FMST 650/850 - Topics in Experimental Film & Video: Expanded Cinema
Room: FB 250
Instructor: Dr. Randolph Jordan
This course explores a longstanding impulse in film history and practice: to expand cinema. Throughout the 20th Century and up to the contemporary moment, artists, entrepreneurs, futurists, designers and technophiles have worked to reject conventional forms of cinema and to seek out more immersive, nimble, adaptable audio-visual scenarios that defy the limits of the singular, static film screen. This has included the use of unique spaces (picture palaces, domes, factories, galleries, expositions, black boxes), as well as the development of particular technologies (surround-sound, widescreen, IMAX, portable projectors, 3D). The resulting "films" constitute compelling case studies for exploring cinema at its limits, but also for understanding the ways in which cinema has long been crafted as a hybrid and elastic form. We will consider these works and also examine the particular debates and ideas they engender. Students will be introduced to a range of audio-visual materials, as well as critical readings relating cinema to ideas about space, projection, entertainment, experience, ideology, information, architecture, technology, art and experiment.

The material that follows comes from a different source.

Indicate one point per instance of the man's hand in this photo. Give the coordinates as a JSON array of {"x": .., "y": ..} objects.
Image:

FMST 665/865 Topics in Film Studies:
Internet & Video Graphic Research/Digital Media Ethnography
Room: TBA (Online)
Instructor: Dr. Joshua Neves
This course combines audiovisual practice with critical approaches to digital media. Drawing on cultural studies, sensory ethnography, internet studies, among others, the course will both examine digital media practices and technologies, and consider how to use digital media to do media studies (including considering critiques of the "dark side of the digital humanities"). Class meetings will combine seminar style reading, writing, and debate with audiovisual exercises and “crit” style workshops. We will examine research methodologies and interpretive frameworks from a number of fields, including cinema/media studies, visual anthropology, urban studies, interface studies, as well as genealogies of ethnographic and experimental media. The course will be organized around three distinct approaches of practice based research important for graduate students in film and media studies: (1) media ethnography and related approaches to site-specific research; (2) internet, social media and interface research methods; (3) video essays as a mode of research and dissemination. Students will gain basic facility with video shooting, sound recording, editing, and online capture, participate in multiple digital ethnography projects, and develop video essay projects for publication.

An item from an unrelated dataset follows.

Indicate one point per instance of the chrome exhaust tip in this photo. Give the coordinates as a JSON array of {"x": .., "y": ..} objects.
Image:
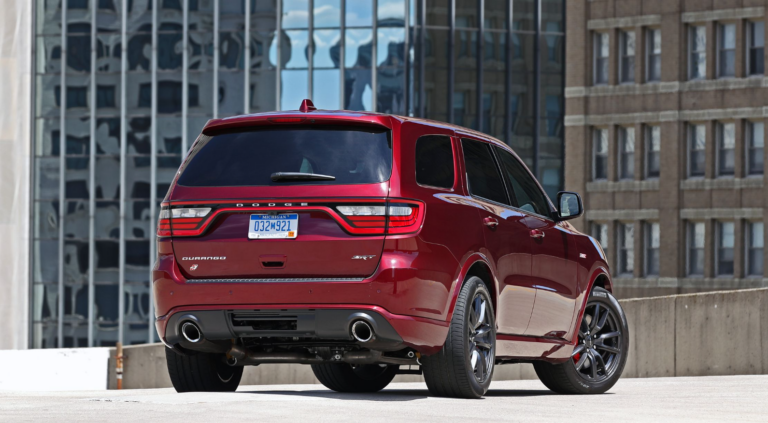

FMST 665/865 Topics in Film Studies: Genre Crossings: From Asia to Hollywood
Room: FB 250
Instructor: Dr. Ishita Tiwary
This seminar seeks to de-center genre studies by its Hollywood centric vantage by examining the migration of film genres from East and South Asia to Hollywood. Specifically, it will delineate how these genres mutate formally and topically in their migration towards Hollywood. Taking inspiration from Kuan Tsing Chen's formulation of Asia as Method, the course, through the south-north genre flows will interrogate questions of aesthetics, pleasure, the popular and national cinema. Traversing from Japanese horror, to South Korean thrillers , the Hong Kong Martial arts film, the Chinese Wuxia film and the Indian Masala film, the seminar will offer alternative perspectives on genre formations, transformations, and modes of knowledge production.